(Insert number) Things Never to Say to (Insert Group)

We live in an interesting age. With the advent of social media, blogs, satirist news sites, online magazines, and other venues for expression there seems to be an explosion of “articles” that in reality are opinion pieces titled with (insert numeral here) things never to say to (insert specific demographic here). What I find most interesting is the absolute self grandeurization that comes from creating and sharing such a piece. I mean, blogging and writing have always had an egotistical element to them. You have to believe you have something to say worth hearing and I admit that most of the time when I write – I do. What I really mean by that is that these articles are usually created specifically for a small demographic group of which the creator is a member and they are written in a way that doesn’t really invite someone to try to understand what another is going through as much as commiserate with people who agree with them that others are so stupid, clueless, or cruel.

I will admit to reading quite a few of these lately.
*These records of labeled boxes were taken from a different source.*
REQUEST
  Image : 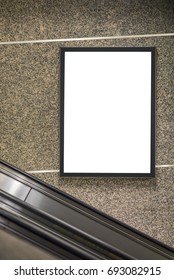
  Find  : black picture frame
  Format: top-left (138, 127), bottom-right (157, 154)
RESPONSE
top-left (60, 47), bottom-right (156, 177)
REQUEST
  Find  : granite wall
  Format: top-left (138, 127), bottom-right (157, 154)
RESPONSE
top-left (0, 0), bottom-right (174, 247)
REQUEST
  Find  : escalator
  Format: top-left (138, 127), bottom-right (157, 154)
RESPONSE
top-left (0, 161), bottom-right (174, 260)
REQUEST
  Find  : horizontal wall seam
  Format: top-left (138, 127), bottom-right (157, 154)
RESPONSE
top-left (26, 164), bottom-right (174, 174)
top-left (0, 33), bottom-right (174, 45)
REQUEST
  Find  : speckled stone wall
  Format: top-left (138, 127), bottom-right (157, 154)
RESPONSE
top-left (0, 0), bottom-right (174, 247)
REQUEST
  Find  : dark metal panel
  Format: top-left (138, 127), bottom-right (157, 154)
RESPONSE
top-left (0, 173), bottom-right (31, 200)
top-left (26, 189), bottom-right (170, 260)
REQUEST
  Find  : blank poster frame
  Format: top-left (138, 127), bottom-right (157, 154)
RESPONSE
top-left (60, 47), bottom-right (155, 177)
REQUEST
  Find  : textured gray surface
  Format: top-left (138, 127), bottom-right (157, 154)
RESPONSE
top-left (0, 37), bottom-right (174, 170)
top-left (0, 0), bottom-right (174, 41)
top-left (0, 0), bottom-right (174, 247)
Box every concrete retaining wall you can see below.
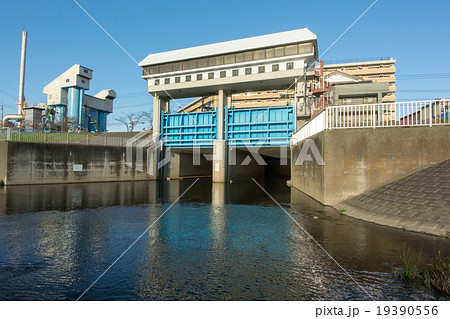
[0,142,153,185]
[291,126,450,205]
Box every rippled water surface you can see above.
[0,180,449,300]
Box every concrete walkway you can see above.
[335,159,450,237]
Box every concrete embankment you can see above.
[0,142,153,185]
[291,126,450,236]
[335,159,450,237]
[291,126,450,205]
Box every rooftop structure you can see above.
[139,28,317,98]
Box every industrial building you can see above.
[2,31,116,132]
[43,64,116,132]
[179,57,396,119]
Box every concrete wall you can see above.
[291,126,450,205]
[0,142,8,187]
[0,142,157,185]
[228,150,266,180]
[164,149,212,178]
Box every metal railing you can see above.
[292,99,450,144]
[0,128,141,147]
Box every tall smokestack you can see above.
[17,31,28,114]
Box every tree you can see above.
[114,112,145,132]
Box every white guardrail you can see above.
[292,99,450,144]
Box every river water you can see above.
[0,180,450,300]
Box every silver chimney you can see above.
[17,31,28,115]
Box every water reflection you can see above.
[0,180,449,300]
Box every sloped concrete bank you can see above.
[334,159,450,237]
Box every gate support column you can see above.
[212,90,231,183]
[152,94,170,179]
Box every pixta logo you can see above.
[126,131,325,171]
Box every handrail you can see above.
[291,99,450,144]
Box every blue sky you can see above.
[0,0,450,131]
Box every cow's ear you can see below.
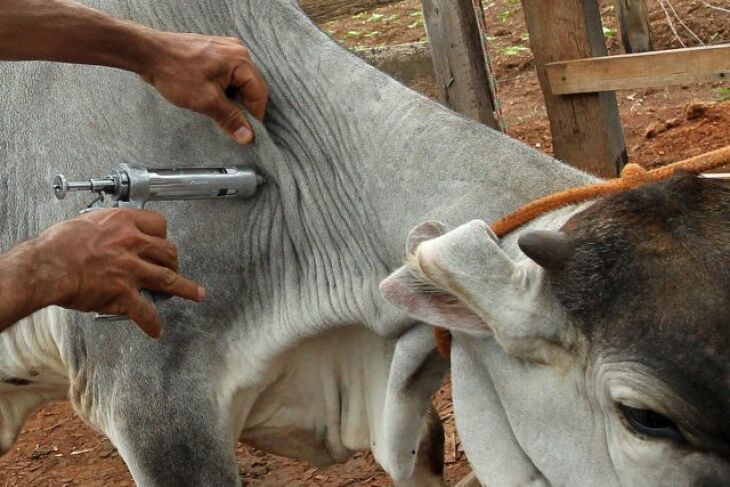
[380,222,489,334]
[409,220,573,362]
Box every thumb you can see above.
[207,91,253,145]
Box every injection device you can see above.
[53,164,264,321]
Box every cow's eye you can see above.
[618,404,686,443]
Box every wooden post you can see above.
[422,0,497,128]
[616,0,653,54]
[522,0,627,177]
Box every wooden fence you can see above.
[422,0,730,177]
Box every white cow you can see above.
[383,174,730,486]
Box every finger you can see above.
[124,291,162,338]
[231,64,269,122]
[137,237,179,272]
[205,90,253,145]
[134,210,167,238]
[137,261,205,301]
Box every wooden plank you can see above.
[615,0,654,53]
[522,0,627,177]
[545,44,730,94]
[422,0,497,128]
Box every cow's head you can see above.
[382,175,730,485]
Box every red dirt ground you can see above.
[0,0,730,487]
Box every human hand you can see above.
[31,209,205,338]
[140,32,269,145]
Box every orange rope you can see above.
[434,146,730,360]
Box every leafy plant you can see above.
[714,86,730,101]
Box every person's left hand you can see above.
[139,32,269,145]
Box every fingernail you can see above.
[233,127,253,145]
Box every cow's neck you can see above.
[219,0,591,340]
[111,0,588,346]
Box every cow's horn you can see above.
[517,230,575,272]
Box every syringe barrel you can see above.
[140,166,262,201]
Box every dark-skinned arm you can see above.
[0,209,205,338]
[0,0,268,144]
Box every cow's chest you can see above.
[235,327,393,465]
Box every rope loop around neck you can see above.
[434,146,730,360]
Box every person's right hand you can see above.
[33,209,205,338]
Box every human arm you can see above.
[0,0,268,144]
[0,209,205,338]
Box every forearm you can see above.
[0,241,54,331]
[0,0,159,74]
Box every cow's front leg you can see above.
[101,390,240,487]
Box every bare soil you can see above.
[0,0,730,487]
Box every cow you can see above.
[382,173,730,486]
[0,0,590,486]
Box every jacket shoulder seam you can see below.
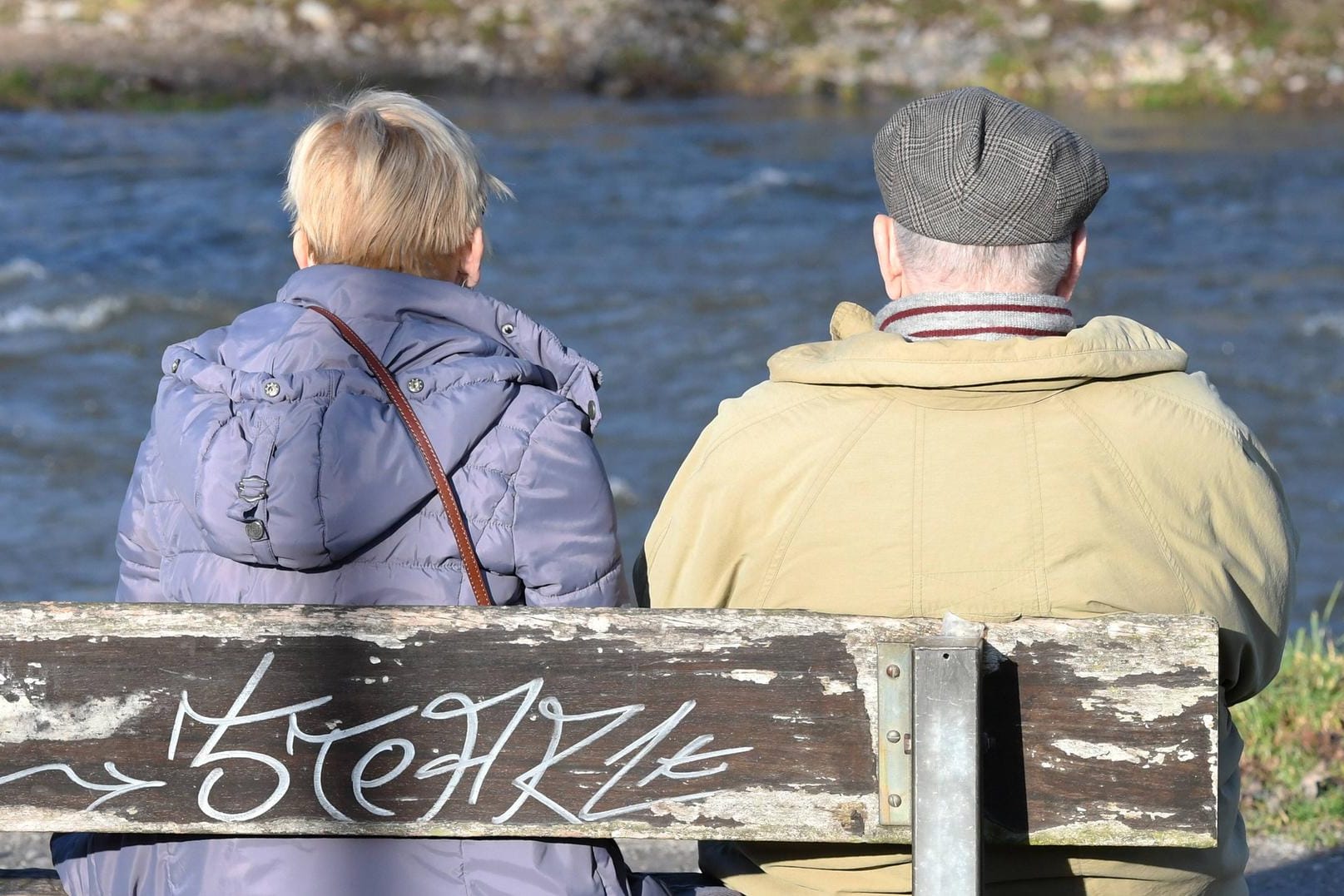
[1130,383,1248,439]
[1060,394,1195,614]
[695,395,821,470]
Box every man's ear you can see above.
[1055,225,1088,299]
[457,227,485,289]
[293,230,317,270]
[872,215,906,301]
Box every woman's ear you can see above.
[872,215,906,301]
[293,230,317,270]
[1055,225,1088,299]
[457,227,485,289]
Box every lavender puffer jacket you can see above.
[52,265,662,896]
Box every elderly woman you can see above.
[52,92,662,896]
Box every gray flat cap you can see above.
[872,87,1108,245]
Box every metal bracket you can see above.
[878,643,915,826]
[911,636,984,896]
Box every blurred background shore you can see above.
[0,0,1344,109]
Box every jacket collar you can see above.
[770,302,1187,391]
[275,265,603,427]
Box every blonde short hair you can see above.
[285,90,512,280]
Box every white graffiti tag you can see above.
[156,653,751,824]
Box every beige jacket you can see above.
[637,304,1297,896]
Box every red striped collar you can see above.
[875,293,1075,341]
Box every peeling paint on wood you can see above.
[0,605,1219,845]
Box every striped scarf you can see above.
[875,293,1075,341]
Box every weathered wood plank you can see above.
[0,605,1218,845]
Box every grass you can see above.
[1231,582,1344,849]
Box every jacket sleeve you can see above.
[1168,431,1297,705]
[117,428,164,603]
[513,402,629,607]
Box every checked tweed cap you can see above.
[872,87,1108,245]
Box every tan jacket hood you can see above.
[770,302,1188,392]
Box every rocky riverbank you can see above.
[0,0,1344,107]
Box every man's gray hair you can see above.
[896,223,1073,295]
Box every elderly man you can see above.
[637,89,1296,896]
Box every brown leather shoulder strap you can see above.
[308,305,493,607]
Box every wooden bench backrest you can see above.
[0,603,1219,846]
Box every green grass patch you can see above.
[1231,583,1344,848]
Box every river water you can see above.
[0,98,1344,623]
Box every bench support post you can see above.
[913,638,981,896]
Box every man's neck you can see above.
[875,291,1075,341]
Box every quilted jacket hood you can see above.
[155,265,601,570]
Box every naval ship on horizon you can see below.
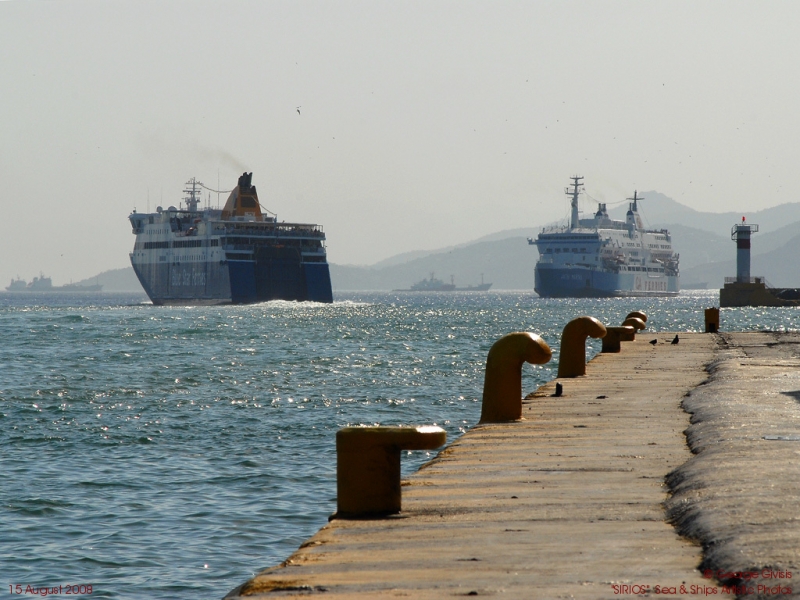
[128,173,333,305]
[528,176,680,298]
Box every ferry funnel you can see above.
[731,217,758,283]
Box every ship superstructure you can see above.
[528,176,680,298]
[129,173,333,304]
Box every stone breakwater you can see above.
[226,333,800,599]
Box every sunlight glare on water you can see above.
[0,292,800,598]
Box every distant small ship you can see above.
[6,274,103,292]
[393,273,492,292]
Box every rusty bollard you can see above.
[334,426,447,518]
[558,317,606,377]
[479,332,553,423]
[706,308,719,333]
[601,325,636,352]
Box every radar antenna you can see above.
[183,177,205,213]
[564,175,583,229]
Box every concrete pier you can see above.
[226,333,800,599]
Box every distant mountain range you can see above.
[73,192,800,292]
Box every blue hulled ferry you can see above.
[528,176,680,298]
[129,173,333,304]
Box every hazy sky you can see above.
[0,0,800,287]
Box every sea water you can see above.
[0,292,800,599]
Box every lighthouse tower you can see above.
[731,217,758,283]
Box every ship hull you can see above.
[535,265,680,298]
[133,257,333,306]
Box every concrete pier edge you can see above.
[226,332,800,599]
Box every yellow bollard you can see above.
[625,310,647,323]
[601,325,636,352]
[479,332,553,423]
[334,426,447,518]
[558,317,606,377]
[706,308,719,333]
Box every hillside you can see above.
[79,192,800,292]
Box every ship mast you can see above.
[564,175,583,229]
[183,177,203,213]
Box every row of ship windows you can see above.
[135,239,219,250]
[547,248,586,254]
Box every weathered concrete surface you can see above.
[228,333,720,599]
[667,333,800,598]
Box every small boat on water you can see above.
[393,273,492,292]
[6,273,103,292]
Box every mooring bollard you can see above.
[334,426,447,518]
[601,325,636,352]
[706,308,719,333]
[558,317,606,377]
[479,332,553,423]
[625,310,647,323]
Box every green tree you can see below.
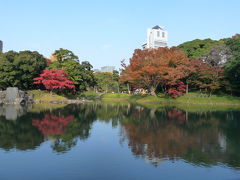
[95,71,120,92]
[225,35,240,95]
[53,48,79,63]
[48,49,96,91]
[0,51,47,89]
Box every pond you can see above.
[0,103,240,180]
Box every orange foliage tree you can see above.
[120,47,194,95]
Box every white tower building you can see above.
[143,25,168,49]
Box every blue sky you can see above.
[0,0,240,68]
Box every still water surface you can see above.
[0,104,240,180]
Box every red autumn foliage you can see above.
[33,69,75,90]
[32,114,74,135]
[167,81,186,98]
[120,47,193,95]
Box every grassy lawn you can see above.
[102,93,240,105]
[28,90,67,102]
[28,90,240,105]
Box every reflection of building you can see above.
[0,40,3,52]
[142,25,168,49]
[101,66,115,72]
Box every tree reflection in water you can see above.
[32,114,74,135]
[0,104,240,168]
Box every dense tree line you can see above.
[120,35,240,97]
[0,49,96,91]
[0,34,240,97]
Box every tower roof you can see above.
[152,25,164,30]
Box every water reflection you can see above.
[0,104,240,168]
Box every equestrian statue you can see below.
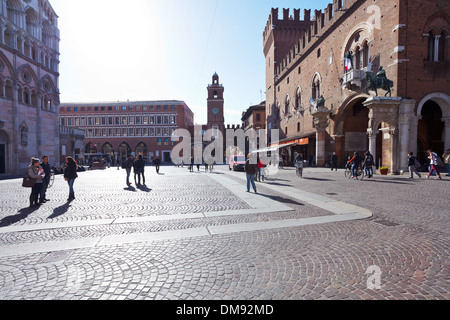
[366,66,394,97]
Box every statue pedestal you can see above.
[363,97,402,174]
[311,107,331,166]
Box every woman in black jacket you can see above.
[64,157,78,202]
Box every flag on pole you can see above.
[344,51,353,72]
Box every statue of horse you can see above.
[366,71,394,97]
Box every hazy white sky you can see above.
[50,0,331,124]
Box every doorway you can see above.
[163,151,172,162]
[417,100,444,162]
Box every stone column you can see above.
[367,128,378,164]
[311,108,331,166]
[11,83,20,173]
[442,117,450,152]
[433,35,441,61]
[36,93,42,155]
[398,99,418,172]
[363,97,402,174]
[331,134,347,166]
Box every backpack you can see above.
[435,154,444,167]
[414,158,422,168]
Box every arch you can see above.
[118,141,131,159]
[0,51,14,79]
[311,72,322,100]
[294,86,303,111]
[25,7,39,38]
[423,12,450,34]
[332,93,370,135]
[284,94,291,115]
[0,129,10,174]
[84,142,98,153]
[6,0,23,25]
[341,22,375,58]
[101,142,114,155]
[136,141,148,158]
[17,64,39,88]
[416,92,450,118]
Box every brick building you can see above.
[59,101,194,162]
[263,0,450,172]
[0,0,59,175]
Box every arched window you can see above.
[284,95,291,114]
[362,41,370,68]
[5,80,14,99]
[354,47,362,70]
[295,88,302,111]
[311,74,320,100]
[427,31,435,61]
[438,31,447,62]
[6,0,22,25]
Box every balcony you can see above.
[342,69,366,89]
[59,126,85,139]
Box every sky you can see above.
[50,0,332,124]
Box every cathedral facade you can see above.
[263,0,450,173]
[0,0,59,175]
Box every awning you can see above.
[251,142,297,153]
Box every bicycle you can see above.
[47,170,55,189]
[295,167,303,178]
[344,163,364,180]
[295,160,303,178]
[263,167,269,179]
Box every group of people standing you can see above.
[122,155,161,186]
[27,156,78,207]
[244,153,266,193]
[344,151,375,179]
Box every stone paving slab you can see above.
[0,167,450,300]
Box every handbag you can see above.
[22,172,37,188]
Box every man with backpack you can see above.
[363,151,375,178]
[122,154,133,186]
[408,152,422,179]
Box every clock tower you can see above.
[207,73,225,139]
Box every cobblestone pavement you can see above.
[0,166,450,300]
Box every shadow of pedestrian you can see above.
[137,184,152,192]
[257,193,304,206]
[303,177,336,181]
[0,206,39,228]
[48,202,70,219]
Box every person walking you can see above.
[244,154,257,193]
[39,156,52,203]
[363,151,375,178]
[64,156,78,202]
[154,157,161,174]
[122,154,133,186]
[348,152,361,179]
[256,157,266,182]
[427,149,442,180]
[294,153,303,177]
[442,149,450,177]
[331,152,337,171]
[408,152,422,179]
[133,154,145,186]
[27,158,44,207]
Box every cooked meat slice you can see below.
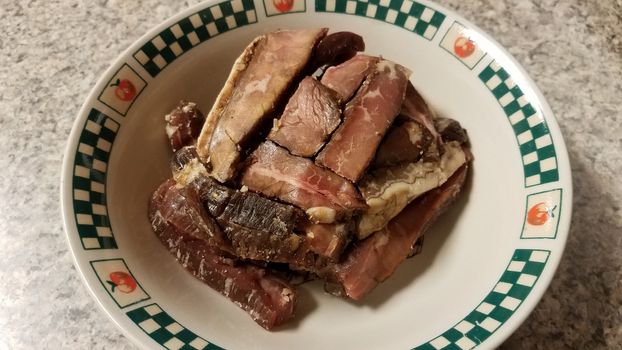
[151,208,297,330]
[312,32,365,69]
[149,179,230,251]
[302,223,350,261]
[373,120,432,168]
[218,192,304,263]
[242,141,366,223]
[434,117,469,145]
[164,100,205,152]
[357,141,468,239]
[400,82,443,161]
[322,55,379,104]
[316,60,410,182]
[197,28,327,182]
[328,165,468,300]
[269,77,341,157]
[170,146,199,178]
[218,191,304,235]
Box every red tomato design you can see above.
[272,0,294,12]
[106,271,136,294]
[110,79,136,101]
[454,36,475,58]
[527,202,557,226]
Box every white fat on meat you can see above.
[305,207,337,224]
[358,142,467,239]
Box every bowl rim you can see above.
[59,0,573,349]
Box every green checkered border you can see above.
[134,0,257,77]
[414,249,551,350]
[315,0,445,40]
[73,108,120,250]
[479,61,559,187]
[127,304,223,350]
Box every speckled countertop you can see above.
[0,0,622,350]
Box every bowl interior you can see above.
[67,3,572,349]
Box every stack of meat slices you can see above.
[149,28,471,329]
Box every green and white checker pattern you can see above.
[415,249,550,350]
[73,108,119,249]
[134,0,257,77]
[315,0,445,40]
[479,61,559,187]
[127,304,222,350]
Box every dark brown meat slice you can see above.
[373,120,432,168]
[434,117,469,145]
[268,77,341,157]
[218,192,304,263]
[302,223,350,261]
[150,185,297,330]
[164,100,205,152]
[327,166,468,300]
[242,141,366,223]
[316,60,410,182]
[197,28,327,182]
[149,179,231,251]
[312,32,365,69]
[400,82,443,161]
[176,168,322,266]
[322,55,379,104]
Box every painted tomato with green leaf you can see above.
[106,271,136,294]
[272,0,294,12]
[110,79,136,101]
[527,202,557,226]
[454,36,475,58]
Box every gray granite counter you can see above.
[0,0,622,350]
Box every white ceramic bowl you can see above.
[61,0,572,349]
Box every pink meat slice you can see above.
[242,141,367,217]
[149,180,297,330]
[268,77,341,157]
[197,28,327,182]
[316,60,410,182]
[302,223,349,261]
[329,166,468,300]
[322,55,379,103]
[400,82,443,159]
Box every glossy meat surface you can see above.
[268,77,341,157]
[316,60,410,182]
[242,141,366,223]
[197,28,327,182]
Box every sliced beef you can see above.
[434,117,469,145]
[325,165,468,300]
[316,60,410,182]
[322,55,379,104]
[302,223,350,261]
[164,100,205,152]
[312,32,365,69]
[269,77,341,157]
[373,120,432,168]
[242,141,366,223]
[357,142,469,239]
[149,179,231,251]
[150,186,297,330]
[218,192,306,263]
[400,82,443,161]
[197,28,327,182]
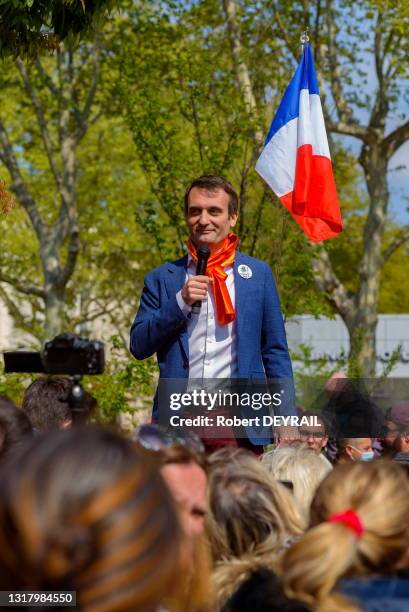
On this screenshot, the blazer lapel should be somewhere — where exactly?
[165,255,189,361]
[233,251,249,338]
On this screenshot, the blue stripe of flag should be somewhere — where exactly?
[265,43,319,145]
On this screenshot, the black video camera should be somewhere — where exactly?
[3,334,105,376]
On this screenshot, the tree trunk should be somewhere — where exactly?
[44,288,67,340]
[348,148,389,377]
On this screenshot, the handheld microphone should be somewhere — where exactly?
[192,244,210,314]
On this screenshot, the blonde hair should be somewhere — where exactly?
[0,427,183,612]
[206,452,304,610]
[281,461,409,612]
[261,445,332,521]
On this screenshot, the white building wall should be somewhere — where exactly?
[286,314,409,378]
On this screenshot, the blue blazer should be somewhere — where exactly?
[130,251,296,444]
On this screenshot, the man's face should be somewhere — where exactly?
[186,187,237,251]
[300,423,328,455]
[161,462,207,537]
[380,421,402,452]
[345,438,372,461]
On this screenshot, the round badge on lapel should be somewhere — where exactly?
[237,264,253,278]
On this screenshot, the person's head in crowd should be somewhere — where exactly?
[160,445,207,537]
[133,424,211,612]
[380,403,409,455]
[222,567,310,612]
[206,451,304,610]
[324,372,348,394]
[299,412,328,455]
[0,395,33,463]
[337,438,375,463]
[281,460,409,612]
[133,424,207,536]
[22,376,96,431]
[0,427,184,612]
[261,445,332,520]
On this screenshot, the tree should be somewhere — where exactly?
[0,44,100,338]
[114,2,329,315]
[0,0,118,57]
[223,0,409,376]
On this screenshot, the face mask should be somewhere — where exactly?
[361,451,375,461]
[351,446,375,461]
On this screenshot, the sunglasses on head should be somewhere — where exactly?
[132,423,205,454]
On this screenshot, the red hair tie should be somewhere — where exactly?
[327,508,365,538]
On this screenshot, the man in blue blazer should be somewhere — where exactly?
[130,176,296,444]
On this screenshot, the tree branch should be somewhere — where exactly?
[382,121,409,158]
[223,0,264,147]
[0,272,45,299]
[326,119,377,145]
[312,245,355,321]
[58,228,79,287]
[34,57,60,98]
[382,225,409,263]
[0,119,44,243]
[16,58,61,189]
[326,0,354,124]
[75,45,101,143]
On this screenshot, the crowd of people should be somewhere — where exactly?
[0,377,409,612]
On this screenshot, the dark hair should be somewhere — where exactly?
[0,395,33,462]
[222,567,309,612]
[157,444,208,473]
[184,174,239,216]
[22,376,96,431]
[0,426,182,612]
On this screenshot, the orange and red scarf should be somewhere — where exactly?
[187,234,239,325]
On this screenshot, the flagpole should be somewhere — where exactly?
[300,28,310,53]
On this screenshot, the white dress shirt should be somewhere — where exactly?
[176,255,237,379]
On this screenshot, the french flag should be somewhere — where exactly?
[256,43,342,242]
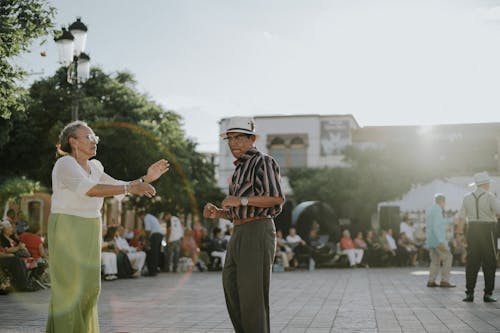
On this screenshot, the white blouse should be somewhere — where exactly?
[50,155,125,218]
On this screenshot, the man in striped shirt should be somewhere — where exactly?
[203,117,285,333]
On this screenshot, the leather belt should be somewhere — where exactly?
[233,216,270,225]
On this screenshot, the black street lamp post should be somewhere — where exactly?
[54,17,90,120]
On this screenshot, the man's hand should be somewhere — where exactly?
[203,202,219,219]
[144,160,170,183]
[222,195,241,209]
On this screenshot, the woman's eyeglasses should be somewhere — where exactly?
[222,134,248,143]
[86,133,99,143]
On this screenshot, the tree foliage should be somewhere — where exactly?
[0,177,40,207]
[0,0,55,147]
[288,146,441,229]
[0,68,222,218]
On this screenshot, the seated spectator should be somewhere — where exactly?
[101,226,118,281]
[286,228,311,267]
[4,208,17,235]
[16,210,30,236]
[354,231,368,251]
[276,230,293,270]
[340,229,364,267]
[128,228,146,251]
[0,221,36,269]
[181,229,205,272]
[397,232,417,266]
[104,226,136,279]
[363,230,389,267]
[379,229,398,265]
[0,246,37,291]
[210,227,227,268]
[115,225,146,277]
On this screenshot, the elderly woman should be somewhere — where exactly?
[47,121,169,333]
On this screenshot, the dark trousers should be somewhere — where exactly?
[222,218,276,333]
[465,222,497,295]
[146,232,163,276]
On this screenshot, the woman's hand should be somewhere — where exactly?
[128,183,156,198]
[144,159,170,183]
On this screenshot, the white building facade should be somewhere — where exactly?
[218,115,359,193]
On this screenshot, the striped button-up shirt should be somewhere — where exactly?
[229,148,285,220]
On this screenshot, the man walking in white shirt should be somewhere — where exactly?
[163,213,184,273]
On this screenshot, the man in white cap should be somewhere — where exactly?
[458,172,500,302]
[203,117,285,333]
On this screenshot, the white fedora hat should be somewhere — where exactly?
[469,172,493,186]
[220,117,257,138]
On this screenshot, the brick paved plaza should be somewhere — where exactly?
[0,267,500,333]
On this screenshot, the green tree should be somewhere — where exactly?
[0,68,222,218]
[0,0,55,147]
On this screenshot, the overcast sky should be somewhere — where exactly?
[17,0,500,152]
At first, I honestly wanted to know what I shouldn’t say to an unmarried female lumberjack or a childless clergy member who belongs to a support group, but I have since resigned myself to reading with the intent of scoffing at whatever that group decides to use as an excuse to make themselves feel superior. After all, the ultimate message of most of them is “You just don’t get it,” and the way I am told that I don’t get it ensures that I probably won’t make the effort to get it in the future.

I recently wrote a piece about how important it is to really put yourself in another’s shoes. I commented on how to do so we can’t just examine something through our own eyes and biases. We have to look from the perspective of someone who may be foreign to what we naturally understand. I believe in the need to understand the plight of others and to show compassion and thought in how we address people. What I find hard about the plethora of the “things not to say” articles is that they usually give orders with attitude while assuming EVERY unmarried mother of Irish descent who listens to Swedish music would be offended by the same stuff.

Maybe if we spent more time teaching our (society’s – not yours personally) children communication we wouldn’t need to tell people what not to say. If we taught people how to be aware of facial expressions, body language, or how to hear tension, stress, or joy in someone’s voice then maybe they would be able to figure out what not to say on their own. Maybe if we showed others what it’s like to be listened to rather than preached to, people would feel comfortable sharing their realities in prose or stories as opposed to lists of directives. Maybe we could even address the things people say that hurt our feelings personally in a kind way that educates them so they might think twice in the future! In the mean time, I’m avoiding all articles and blogs that are versions of the above. I try my best to listen to my friends and put myself in their position before I say something that might be offensive, but If I say something that offends you – do me a favor – just tell me kindly. No need to blog about it.